MIDLAND So who’s watching the state legislature online when you’re watching Oprah?

The Texas Public Policy Foundation’s staffers for one, and they’re doing research that informs policymakers as well.

While you’re reading Oprah’s Book Club selection “Middlesex,” they’re reading Senate Bill 103 — every single word, likely with a yellow highlighter in hand.

No wonder a predominantly older crowd gathered at the Midland Petroleum Club and listened to their lunchtime review of the 80th legislative session.

Two weeks after the session ended, the non-partisan, free-market promoting, Austin-based research think tank’s leaders outlined and opined Monday on the ups and downs of Austin leaders’ finest and not-so-finest decisions.

Former Midland mayor and foundation board member Ernest Angelo lauded the group for its investigations and research that lead to smaller, more efficient government.

“They’ve had a real impact,” Angelo said.

But that doesn’t mean, the foundation’s concerns were fully addressed this session, its leaders said.

The way the state budget is confusingly worded and tediously presented is an issue of its own, research fellow and former state representative Talmadge Heflin said.

“We believe, yes, even legislators should be able to understand it,” he joked.

Heflin lauded the state for implementing online access to its spending but said lawmakers should have returned part of the $7 billion rainy day fund set aside to taxpayers.

In criminal justice, the foundation’s Center for Effective Justice director, Marc Levin, celebrated legislators’ reform of the Texas Youth Commission after a statewide scandal erupted from sexual abuse allegations at the West Texas State School in Pyote.

Even while legislation passed to improve TYC employee training and staff-to-inmate ratios, the state agency’s budget dropped based on expectations of a smaller inmate population.

Levin mentioned the possible closure or transformation of TYC facilities, which could include the West Texas State School, but he doesn’t believe it is at the top of legislators’ list.

“The decision should be based on facts and evidence and not on a specific incident,” Levin said.

Levin promoted the use of punishment alternatives to costly prison sentences for misdemeanor criminals, especially on the juvenile level.

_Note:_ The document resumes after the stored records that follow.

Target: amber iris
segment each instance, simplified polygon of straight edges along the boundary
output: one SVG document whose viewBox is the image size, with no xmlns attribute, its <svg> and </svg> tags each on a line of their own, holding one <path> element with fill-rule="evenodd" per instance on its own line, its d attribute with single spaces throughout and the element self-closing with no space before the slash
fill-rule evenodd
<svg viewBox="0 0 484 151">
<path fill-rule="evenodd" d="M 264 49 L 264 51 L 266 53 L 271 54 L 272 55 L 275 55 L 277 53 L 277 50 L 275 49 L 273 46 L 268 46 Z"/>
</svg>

For education, education policy analyst Brooke Dollens Terry applauded end-of-course exams replacing Texas Assessment of Knowledge and Skills testing for high schoolers.

“It seems to be a much more fair way to test students,” Terry said.

In health care reform, the foundation opposed efforts to expand the Children’s Health Insurance Program, policy vice president Mary Katherine Stout said, but House Bill 109 passed opening up 100,000 more people eligible to the program.

The Texas Public Policy foundation called it a “safety net program.”